(Val-David) Le temps a fait son œuvre aux Jardins du précambrien. Dans cette exposition d’art in situ qui se tient à Val-David depuis 1995, la forêt laurentienne a toujours joué un rôle prédominant : pour bâtir leurs œuvres d’art, les artistes sont invités à utiliser, en tout ou en partie, des matériaux glanés sur place. Aujourd’hui, après cinq années en jachère, la forêt a fini par absorber une partie de l’exposition « permanente ». La mousse et les plantes ont commencé à pousser sur les installations, et les couleurs autrefois vives ont été ternies par le passage des hivers.
« Je trouve ça très symbolique », avance Jacinthe Brière, coordonnatrice des Jardins depuis le printemps dernier. « Ça ajoute quelque chose à beaucoup d’installations. » Effectivement, en traversant la forêt, on est ému par ce retour en force de la nature, qui vient nous rappeler que tout est éphémère. Des affiches délavées évoquent la belle époque des Jardins du précambrien, quand des artistes de toute l’Amérique se rendaient à Val-David pour se frotter au génie créatif de René Derouin.

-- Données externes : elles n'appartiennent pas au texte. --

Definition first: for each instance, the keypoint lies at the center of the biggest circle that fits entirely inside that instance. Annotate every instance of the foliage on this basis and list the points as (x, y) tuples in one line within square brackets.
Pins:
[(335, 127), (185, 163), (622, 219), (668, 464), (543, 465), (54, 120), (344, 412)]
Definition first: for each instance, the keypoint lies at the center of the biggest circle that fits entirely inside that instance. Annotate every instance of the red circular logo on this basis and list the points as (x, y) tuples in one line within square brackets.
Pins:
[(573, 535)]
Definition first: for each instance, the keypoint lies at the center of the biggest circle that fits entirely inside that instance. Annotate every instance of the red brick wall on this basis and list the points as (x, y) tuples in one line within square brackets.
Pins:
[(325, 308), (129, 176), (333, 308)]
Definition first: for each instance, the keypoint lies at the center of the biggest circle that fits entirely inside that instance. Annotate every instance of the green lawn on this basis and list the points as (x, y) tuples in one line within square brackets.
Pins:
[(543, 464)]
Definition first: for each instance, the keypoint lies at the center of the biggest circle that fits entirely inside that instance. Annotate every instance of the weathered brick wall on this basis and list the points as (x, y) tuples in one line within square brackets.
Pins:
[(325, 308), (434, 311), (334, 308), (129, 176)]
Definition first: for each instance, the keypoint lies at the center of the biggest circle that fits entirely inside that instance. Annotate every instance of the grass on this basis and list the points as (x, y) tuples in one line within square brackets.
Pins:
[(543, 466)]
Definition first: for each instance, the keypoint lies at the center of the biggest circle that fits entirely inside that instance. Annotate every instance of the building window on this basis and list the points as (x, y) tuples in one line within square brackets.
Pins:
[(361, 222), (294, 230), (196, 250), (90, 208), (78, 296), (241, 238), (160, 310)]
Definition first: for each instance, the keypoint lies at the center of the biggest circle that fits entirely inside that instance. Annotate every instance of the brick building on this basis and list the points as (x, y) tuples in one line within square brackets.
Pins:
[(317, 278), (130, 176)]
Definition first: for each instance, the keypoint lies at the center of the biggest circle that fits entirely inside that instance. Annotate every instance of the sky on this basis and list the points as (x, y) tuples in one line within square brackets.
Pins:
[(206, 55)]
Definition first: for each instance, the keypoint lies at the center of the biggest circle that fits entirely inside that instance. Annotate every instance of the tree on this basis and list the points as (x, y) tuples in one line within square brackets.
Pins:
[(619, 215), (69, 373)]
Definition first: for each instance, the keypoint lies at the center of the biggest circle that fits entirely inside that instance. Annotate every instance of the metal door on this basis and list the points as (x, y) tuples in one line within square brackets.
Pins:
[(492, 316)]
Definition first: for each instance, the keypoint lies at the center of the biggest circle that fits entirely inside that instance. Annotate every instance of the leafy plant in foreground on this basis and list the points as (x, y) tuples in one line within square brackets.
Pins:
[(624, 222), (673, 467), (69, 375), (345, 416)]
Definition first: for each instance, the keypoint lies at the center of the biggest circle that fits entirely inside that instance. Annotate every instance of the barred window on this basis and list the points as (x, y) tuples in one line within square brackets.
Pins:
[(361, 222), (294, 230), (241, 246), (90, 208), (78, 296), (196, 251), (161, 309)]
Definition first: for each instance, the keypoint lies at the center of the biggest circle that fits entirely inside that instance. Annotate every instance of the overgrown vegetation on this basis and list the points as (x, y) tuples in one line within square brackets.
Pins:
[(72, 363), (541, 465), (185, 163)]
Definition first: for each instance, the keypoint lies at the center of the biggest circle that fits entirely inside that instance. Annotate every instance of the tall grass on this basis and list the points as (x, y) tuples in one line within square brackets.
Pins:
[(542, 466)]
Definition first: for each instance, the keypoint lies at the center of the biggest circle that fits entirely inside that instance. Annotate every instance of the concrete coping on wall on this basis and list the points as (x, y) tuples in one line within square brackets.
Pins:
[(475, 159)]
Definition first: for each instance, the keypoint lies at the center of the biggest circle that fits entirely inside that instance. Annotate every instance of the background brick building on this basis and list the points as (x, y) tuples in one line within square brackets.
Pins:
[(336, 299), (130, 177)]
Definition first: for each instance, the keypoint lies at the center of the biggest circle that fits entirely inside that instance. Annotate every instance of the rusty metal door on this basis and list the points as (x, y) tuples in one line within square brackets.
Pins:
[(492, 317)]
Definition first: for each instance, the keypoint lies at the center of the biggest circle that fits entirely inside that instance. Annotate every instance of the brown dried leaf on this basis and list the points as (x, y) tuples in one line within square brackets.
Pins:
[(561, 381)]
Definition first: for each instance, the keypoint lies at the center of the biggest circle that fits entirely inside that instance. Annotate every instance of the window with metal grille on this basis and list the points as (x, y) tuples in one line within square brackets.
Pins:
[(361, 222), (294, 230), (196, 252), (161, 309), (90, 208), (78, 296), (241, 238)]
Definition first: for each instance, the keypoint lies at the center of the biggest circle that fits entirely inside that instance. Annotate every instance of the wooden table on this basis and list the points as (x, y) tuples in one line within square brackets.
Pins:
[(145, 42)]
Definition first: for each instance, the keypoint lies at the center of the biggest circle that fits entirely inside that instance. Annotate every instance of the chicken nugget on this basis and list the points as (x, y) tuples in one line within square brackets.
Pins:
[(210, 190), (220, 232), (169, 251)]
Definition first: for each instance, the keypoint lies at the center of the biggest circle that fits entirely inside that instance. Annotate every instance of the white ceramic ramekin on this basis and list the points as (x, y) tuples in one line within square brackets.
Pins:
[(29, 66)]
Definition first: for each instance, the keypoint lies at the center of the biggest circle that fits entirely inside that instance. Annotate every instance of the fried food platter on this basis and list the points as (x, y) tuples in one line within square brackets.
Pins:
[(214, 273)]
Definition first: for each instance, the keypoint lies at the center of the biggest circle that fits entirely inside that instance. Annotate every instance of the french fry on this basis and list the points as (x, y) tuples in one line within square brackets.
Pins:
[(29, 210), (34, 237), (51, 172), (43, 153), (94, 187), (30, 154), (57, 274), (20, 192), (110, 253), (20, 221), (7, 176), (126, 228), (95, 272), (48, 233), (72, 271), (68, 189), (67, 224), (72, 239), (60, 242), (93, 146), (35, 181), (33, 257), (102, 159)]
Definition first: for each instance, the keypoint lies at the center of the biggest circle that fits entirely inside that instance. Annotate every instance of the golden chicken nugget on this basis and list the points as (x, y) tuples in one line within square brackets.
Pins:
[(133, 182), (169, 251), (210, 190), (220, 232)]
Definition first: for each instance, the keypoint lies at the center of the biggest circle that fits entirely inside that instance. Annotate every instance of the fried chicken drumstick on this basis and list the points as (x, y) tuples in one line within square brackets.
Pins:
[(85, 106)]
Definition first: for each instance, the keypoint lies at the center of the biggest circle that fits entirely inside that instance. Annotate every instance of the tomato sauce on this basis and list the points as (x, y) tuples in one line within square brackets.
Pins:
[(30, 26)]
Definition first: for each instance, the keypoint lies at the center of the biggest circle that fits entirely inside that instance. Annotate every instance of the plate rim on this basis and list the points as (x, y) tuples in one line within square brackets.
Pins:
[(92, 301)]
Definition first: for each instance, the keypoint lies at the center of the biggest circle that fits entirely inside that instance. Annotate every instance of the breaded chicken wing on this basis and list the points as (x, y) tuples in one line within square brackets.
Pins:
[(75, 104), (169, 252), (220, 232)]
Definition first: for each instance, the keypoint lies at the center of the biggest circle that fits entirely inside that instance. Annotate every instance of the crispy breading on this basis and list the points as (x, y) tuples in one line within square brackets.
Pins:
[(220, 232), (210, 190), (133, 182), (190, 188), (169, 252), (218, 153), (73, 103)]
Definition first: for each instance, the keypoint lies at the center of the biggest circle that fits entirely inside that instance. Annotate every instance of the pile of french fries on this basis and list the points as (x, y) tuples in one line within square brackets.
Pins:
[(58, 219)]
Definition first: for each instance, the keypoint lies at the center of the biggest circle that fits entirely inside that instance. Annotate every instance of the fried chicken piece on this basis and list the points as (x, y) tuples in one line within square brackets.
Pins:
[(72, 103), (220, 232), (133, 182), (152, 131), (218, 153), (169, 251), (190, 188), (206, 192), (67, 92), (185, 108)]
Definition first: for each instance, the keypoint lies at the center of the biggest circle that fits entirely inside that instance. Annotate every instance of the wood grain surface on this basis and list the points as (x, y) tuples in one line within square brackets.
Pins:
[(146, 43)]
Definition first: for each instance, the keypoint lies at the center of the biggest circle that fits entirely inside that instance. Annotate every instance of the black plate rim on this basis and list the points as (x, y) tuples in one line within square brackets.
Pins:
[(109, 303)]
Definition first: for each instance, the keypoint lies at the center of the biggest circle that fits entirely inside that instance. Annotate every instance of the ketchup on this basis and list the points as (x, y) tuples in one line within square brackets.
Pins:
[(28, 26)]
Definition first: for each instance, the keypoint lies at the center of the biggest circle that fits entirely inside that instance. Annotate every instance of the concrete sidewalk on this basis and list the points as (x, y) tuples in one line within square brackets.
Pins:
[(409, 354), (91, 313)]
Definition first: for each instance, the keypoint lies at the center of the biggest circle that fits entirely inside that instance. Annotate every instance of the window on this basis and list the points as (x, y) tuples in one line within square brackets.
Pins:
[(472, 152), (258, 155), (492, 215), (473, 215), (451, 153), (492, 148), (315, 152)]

Il s’agit d’un premier symposium en cinq ans pour les Jardins du précambrien, après une interruption forcée en 2015. L’exposition de cette année a pour thème la transmission, avec comme trame de fond le 100e anniversaire de la ville de Val-David.
Selon Jacinthe Brière, il s’agit de la dernière exposition qui sera orchestrée par René Derouin lui-même.

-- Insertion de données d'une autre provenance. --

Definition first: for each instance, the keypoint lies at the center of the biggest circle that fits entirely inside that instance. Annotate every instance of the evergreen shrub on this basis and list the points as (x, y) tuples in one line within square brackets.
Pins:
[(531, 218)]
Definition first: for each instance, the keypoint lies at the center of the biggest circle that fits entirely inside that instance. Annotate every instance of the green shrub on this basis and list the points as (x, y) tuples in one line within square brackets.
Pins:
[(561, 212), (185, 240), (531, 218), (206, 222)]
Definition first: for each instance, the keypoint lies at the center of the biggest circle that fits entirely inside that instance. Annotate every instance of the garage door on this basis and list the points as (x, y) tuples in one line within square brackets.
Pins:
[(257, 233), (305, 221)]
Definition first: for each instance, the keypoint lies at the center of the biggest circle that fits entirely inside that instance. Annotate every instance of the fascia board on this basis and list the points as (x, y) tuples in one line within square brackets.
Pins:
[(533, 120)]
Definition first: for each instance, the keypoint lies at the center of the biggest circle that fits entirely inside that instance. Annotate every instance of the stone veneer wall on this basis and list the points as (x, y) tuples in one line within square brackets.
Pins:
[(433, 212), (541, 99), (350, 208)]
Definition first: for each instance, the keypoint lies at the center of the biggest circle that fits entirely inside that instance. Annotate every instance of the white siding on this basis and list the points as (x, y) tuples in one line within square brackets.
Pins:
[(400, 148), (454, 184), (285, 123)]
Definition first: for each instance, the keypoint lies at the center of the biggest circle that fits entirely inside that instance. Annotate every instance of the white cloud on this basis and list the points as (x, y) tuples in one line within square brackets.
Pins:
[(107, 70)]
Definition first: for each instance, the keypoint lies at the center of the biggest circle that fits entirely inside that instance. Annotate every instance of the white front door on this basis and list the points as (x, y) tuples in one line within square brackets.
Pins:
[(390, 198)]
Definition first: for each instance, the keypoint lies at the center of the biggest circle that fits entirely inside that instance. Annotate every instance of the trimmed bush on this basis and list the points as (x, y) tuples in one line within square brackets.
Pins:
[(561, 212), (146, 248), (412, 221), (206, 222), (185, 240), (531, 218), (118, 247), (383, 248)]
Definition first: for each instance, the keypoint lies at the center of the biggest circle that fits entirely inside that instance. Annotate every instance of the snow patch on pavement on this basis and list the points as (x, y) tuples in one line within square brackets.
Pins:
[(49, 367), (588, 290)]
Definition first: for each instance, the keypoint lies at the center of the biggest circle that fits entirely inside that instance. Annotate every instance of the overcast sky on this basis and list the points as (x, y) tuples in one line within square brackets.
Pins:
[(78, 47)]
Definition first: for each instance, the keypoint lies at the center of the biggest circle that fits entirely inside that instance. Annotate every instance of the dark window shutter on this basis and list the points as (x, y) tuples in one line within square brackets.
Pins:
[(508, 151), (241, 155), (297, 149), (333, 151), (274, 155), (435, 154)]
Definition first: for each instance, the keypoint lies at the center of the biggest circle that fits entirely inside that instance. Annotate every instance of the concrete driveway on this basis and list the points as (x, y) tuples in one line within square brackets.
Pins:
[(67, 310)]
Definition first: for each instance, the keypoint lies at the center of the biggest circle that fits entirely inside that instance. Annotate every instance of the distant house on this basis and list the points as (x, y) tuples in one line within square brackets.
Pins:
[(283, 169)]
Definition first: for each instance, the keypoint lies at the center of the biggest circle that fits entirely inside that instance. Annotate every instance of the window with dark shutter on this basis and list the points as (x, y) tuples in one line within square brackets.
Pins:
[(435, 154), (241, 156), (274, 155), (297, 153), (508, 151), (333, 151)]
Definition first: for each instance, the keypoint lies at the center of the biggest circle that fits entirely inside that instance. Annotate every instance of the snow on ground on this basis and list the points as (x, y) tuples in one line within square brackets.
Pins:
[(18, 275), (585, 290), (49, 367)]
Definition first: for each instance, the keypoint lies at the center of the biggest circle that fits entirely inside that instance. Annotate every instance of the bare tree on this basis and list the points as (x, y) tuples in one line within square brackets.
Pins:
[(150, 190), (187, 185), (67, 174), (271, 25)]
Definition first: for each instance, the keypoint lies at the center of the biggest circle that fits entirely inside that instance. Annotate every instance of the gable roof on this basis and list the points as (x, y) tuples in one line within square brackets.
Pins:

L’artiste ne fait plus le tour des Jardins avec les visiteurs, mais il continue de créer ses peintures et ses sculptures si distinctives. Les visiteurs peuvent y admirer quelques tableaux qu’il a réalisés dans les dernières années, à partir de Val-David ou de sa résidence au Mexique, où il passe habituellement la moitié de l’année. C’est là que l’artiste, depuis toujours influencé par l’art des civilisations précolombiennes, tire son inspiration.

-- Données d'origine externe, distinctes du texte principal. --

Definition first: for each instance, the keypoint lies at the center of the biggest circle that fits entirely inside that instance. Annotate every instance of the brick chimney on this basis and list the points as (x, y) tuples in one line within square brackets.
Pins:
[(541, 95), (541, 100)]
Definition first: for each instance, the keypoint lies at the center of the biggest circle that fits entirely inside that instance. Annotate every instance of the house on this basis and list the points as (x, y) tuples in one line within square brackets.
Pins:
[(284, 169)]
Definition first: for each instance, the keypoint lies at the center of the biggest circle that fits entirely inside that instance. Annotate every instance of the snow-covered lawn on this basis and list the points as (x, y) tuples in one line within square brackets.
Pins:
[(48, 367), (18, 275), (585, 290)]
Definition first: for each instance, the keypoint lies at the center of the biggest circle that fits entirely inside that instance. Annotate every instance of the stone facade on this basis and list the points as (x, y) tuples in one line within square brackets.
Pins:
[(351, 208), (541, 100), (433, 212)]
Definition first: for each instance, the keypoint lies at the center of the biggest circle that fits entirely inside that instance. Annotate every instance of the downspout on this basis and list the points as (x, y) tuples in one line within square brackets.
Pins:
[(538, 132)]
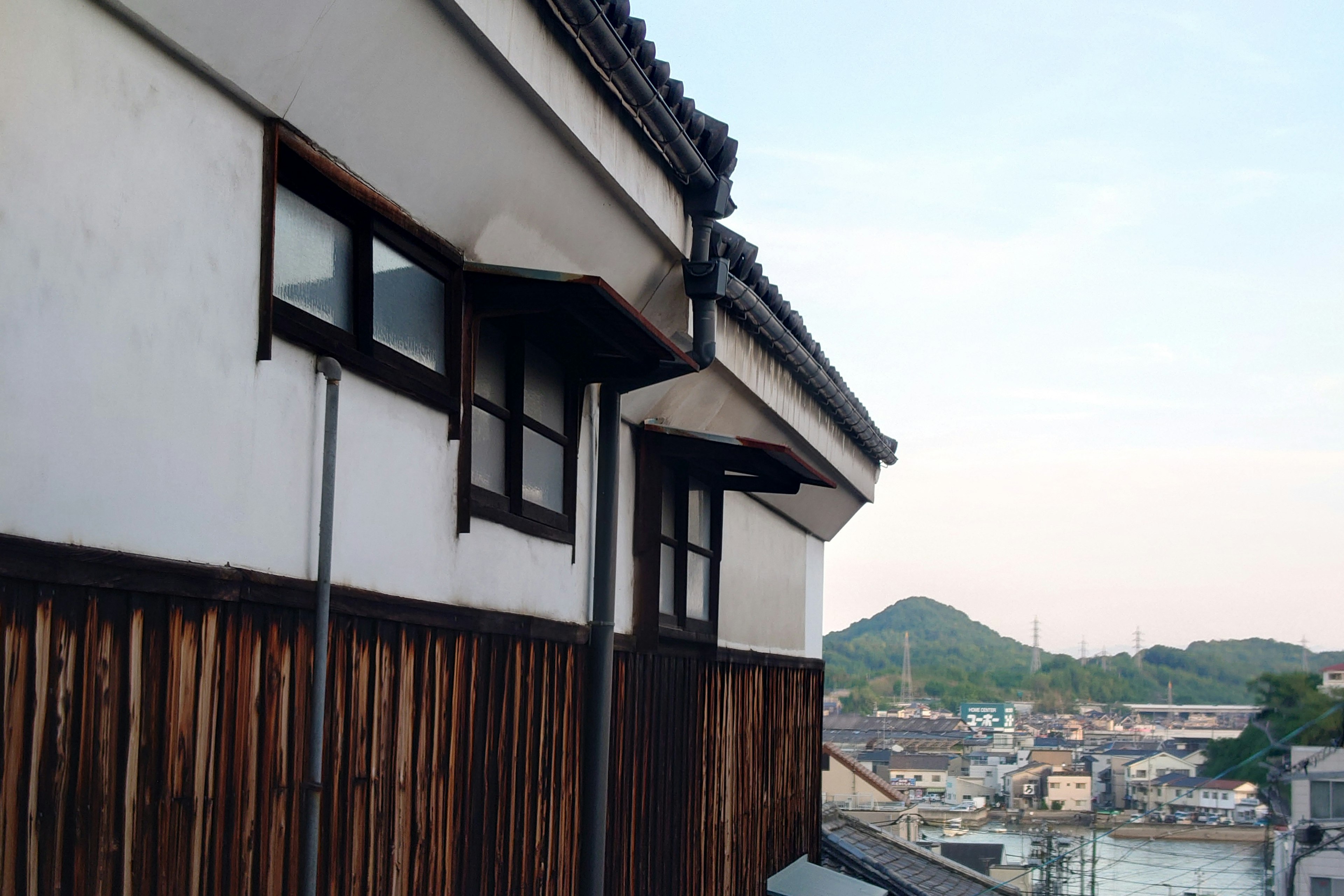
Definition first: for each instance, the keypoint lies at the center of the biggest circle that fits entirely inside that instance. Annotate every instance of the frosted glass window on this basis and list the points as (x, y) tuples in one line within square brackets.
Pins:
[(488, 450), (698, 515), (668, 504), (491, 359), (544, 472), (667, 581), (408, 308), (697, 586), (314, 261), (544, 387)]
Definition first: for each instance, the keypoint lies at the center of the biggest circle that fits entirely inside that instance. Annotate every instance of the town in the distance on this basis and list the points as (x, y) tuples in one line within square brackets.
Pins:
[(1216, 797)]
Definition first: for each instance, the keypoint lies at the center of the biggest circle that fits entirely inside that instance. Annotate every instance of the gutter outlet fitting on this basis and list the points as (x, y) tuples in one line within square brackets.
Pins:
[(597, 700), (312, 797), (706, 279), (706, 282)]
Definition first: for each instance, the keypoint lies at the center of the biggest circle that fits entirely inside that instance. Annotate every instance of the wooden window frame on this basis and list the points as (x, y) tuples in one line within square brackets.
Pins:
[(510, 508), (299, 166), (651, 624)]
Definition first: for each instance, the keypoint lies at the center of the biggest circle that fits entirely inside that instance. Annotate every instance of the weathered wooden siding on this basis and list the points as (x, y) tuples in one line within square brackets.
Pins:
[(155, 745), (715, 774)]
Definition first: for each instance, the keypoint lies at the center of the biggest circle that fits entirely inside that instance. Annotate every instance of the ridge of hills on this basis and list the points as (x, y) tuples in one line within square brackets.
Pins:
[(955, 659)]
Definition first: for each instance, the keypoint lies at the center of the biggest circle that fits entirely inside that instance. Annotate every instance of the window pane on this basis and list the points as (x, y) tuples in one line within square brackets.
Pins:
[(487, 450), (491, 357), (697, 586), (314, 261), (1320, 800), (698, 515), (544, 472), (408, 308), (544, 389), (668, 503), (667, 581)]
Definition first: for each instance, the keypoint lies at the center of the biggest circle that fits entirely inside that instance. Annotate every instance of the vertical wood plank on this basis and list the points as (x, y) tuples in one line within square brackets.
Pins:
[(14, 710)]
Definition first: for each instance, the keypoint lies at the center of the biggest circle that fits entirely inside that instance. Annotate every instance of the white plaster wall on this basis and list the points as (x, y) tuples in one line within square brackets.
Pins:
[(136, 417), (763, 580), (749, 393), (406, 100), (814, 596)]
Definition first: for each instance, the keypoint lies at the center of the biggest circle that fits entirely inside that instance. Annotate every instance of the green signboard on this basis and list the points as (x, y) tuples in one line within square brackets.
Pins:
[(987, 715)]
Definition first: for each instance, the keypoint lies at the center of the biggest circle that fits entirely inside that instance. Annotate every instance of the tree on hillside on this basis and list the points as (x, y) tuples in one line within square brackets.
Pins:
[(1289, 700)]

C’est René Derouin qui a imaginé et conçu la principale installation du symposium de cette année, intitulée L’agora de la sonorité. La sculpture d’une taille imposante, qui a été installée avec l’aide de bénévoles, rassemble des centaines de sculptures qui ont été créées par des enfants de passage aux Jardins, au fil des ans. En s’approchant, on est captivé par le tintement de ces milliers de statuettes qui s’entrechoquent à la moindre brise.
Outre les structures qui ont été créées expressément pour le symposium de cette année, peu nombreuses, il est possible d’admirer les quelques dizaines d’œuvres qui ont été laissées sur place à la suite des éditions précédentes. Certaines ont été complètement dégradées par les éléments, mais la plupart sont encore en assez bon état pour être admirées et comprises.
Quoi qu’il en soit, la visite vaut la peine, ne serait-ce que pour profiter de la balade et de la sérénité indéniable des lieux. Le sentier fait un peu plus de quatre kilomètres de long et est parsemé d’aires de repos où le visiteur est invité à prendre conscience des œuvres d’art qui l’entourent.